PostgreSQL Automatic Restore for Homelab DR¶

What This Is For¶

Scenario: You're rebuilding your homelab server from scratch (hardware failure, OS reinstall, migration, etc.) and want PostgreSQL to automatically restore from your latest backup instead of manually running restore commands.

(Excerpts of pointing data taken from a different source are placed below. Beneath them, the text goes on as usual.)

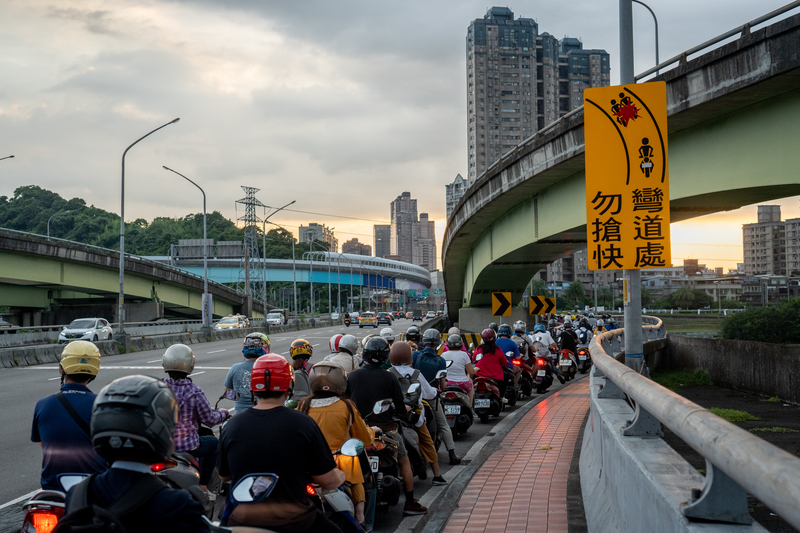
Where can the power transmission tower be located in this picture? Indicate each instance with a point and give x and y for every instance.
(248, 269)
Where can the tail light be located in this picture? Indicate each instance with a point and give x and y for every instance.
(42, 520)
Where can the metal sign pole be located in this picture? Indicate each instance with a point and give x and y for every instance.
(633, 307)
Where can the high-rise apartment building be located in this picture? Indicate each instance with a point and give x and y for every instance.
(319, 233)
(454, 192)
(423, 242)
(382, 239)
(354, 247)
(518, 81)
(403, 215)
(765, 249)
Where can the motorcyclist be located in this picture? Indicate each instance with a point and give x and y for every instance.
(429, 363)
(370, 384)
(345, 356)
(132, 423)
(461, 370)
(256, 441)
(400, 357)
(339, 420)
(238, 379)
(301, 351)
(194, 408)
(66, 442)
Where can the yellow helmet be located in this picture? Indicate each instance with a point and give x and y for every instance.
(80, 357)
(301, 348)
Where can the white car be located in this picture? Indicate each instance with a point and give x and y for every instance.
(86, 329)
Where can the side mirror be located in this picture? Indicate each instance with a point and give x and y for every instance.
(253, 488)
(381, 406)
(67, 481)
(352, 448)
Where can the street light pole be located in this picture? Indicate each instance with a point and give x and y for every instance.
(51, 218)
(121, 306)
(207, 310)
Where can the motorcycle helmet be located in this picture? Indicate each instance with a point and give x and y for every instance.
(334, 342)
(137, 415)
(178, 358)
(376, 351)
(271, 373)
(432, 338)
(255, 344)
(504, 330)
(388, 334)
(348, 344)
(301, 348)
(454, 342)
(413, 335)
(80, 357)
(327, 377)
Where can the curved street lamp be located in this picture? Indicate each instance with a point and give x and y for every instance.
(121, 308)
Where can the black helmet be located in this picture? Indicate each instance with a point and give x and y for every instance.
(376, 351)
(412, 334)
(432, 338)
(135, 415)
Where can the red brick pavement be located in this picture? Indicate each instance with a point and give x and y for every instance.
(522, 487)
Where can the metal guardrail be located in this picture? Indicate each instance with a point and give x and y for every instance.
(744, 29)
(737, 461)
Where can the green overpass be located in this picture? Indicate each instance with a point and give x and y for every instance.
(54, 280)
(733, 130)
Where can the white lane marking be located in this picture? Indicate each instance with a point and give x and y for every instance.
(21, 498)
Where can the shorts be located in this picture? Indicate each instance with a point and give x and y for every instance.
(465, 385)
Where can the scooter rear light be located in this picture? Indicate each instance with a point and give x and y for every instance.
(43, 521)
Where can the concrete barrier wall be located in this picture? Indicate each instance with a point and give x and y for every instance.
(634, 484)
(757, 367)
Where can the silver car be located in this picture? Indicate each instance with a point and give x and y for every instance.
(86, 329)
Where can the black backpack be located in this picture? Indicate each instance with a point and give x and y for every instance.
(83, 517)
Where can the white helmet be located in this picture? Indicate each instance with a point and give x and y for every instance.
(388, 334)
(348, 344)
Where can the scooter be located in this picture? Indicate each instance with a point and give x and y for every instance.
(567, 364)
(584, 359)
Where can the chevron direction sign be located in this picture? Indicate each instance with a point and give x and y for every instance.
(542, 305)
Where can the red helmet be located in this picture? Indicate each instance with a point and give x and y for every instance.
(271, 373)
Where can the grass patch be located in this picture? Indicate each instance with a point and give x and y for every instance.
(675, 379)
(732, 415)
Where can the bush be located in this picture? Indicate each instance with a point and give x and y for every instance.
(779, 324)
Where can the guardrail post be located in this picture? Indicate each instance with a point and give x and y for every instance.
(720, 500)
(643, 425)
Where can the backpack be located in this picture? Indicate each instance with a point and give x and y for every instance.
(86, 518)
(411, 399)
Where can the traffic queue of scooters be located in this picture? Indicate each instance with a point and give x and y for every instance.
(533, 371)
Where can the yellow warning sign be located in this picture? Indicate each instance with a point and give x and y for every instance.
(501, 304)
(627, 177)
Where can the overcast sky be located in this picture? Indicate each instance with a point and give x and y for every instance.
(340, 105)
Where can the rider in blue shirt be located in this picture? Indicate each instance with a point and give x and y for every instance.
(66, 444)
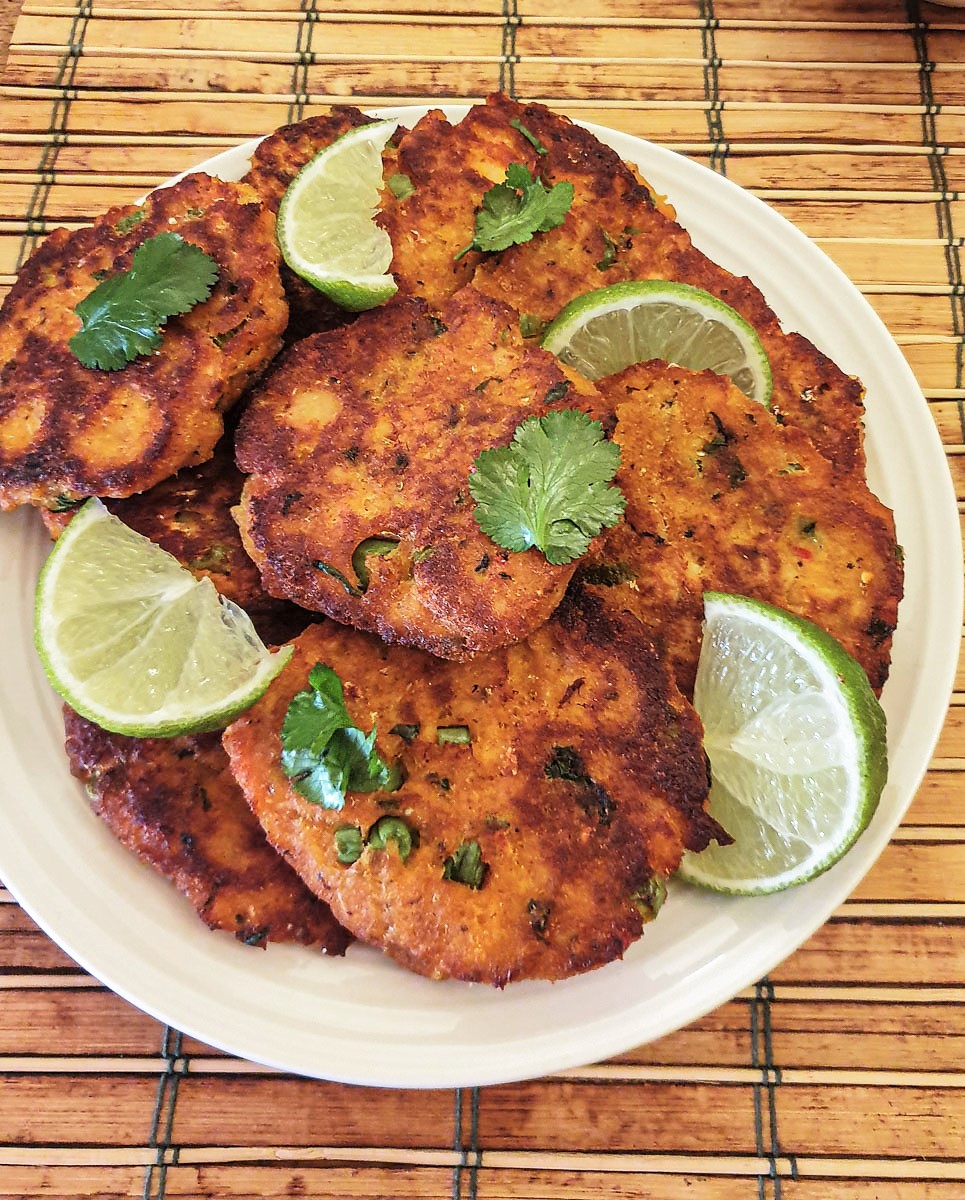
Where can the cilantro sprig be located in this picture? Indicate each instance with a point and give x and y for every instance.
(549, 487)
(516, 209)
(123, 316)
(324, 754)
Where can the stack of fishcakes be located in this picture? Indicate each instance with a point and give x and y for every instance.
(577, 777)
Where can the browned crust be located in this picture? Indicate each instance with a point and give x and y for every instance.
(175, 804)
(723, 497)
(615, 232)
(371, 431)
(277, 159)
(564, 859)
(67, 431)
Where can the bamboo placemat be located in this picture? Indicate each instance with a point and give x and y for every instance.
(839, 1077)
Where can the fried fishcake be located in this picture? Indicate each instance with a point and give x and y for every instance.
(449, 168)
(723, 497)
(175, 804)
(616, 232)
(371, 432)
(540, 847)
(276, 161)
(69, 431)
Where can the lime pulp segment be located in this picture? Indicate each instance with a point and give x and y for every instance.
(611, 328)
(797, 747)
(133, 642)
(327, 229)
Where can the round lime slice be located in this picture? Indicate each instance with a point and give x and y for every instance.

This is disaster recovery automation for homelabs - not for staging environments or development servers.

The Problem It Solves¶

Without This Module¶

Rebuild server with NixOS configuration
PostgreSQL starts with empty database
SSH in, stop PostgreSQL
Manually run: pgbackrest --stanza=main --repo=1 restore
Start PostgreSQL again
Verify everything works

Pain points: Multiple manual steps, easy to forget, requires remembering pgBackRest syntax.

With This Module¶

Rebuild server with NixOS configuration (with this module enabled)
That's it - PostgreSQL automatically restores from backup on first boot

Quick Start¶

Minimal Configuration (Basic)¶

# hosts/forge/default.nix
{
  services.postgresql = {
    enable = true;
    package = pkgs.postgresql_16;

    # Automatic DR restore from NFS only
    preSeed = {
      enable = true;
      source.stanza = "main";  # Your pgBackRest stanza name
      # Defaults: repository = 1 (NFS), backupSet = "latest"
    };
  };
}

That's it! On first boot with empty PGDATA, it automatically restores from your NFS backup.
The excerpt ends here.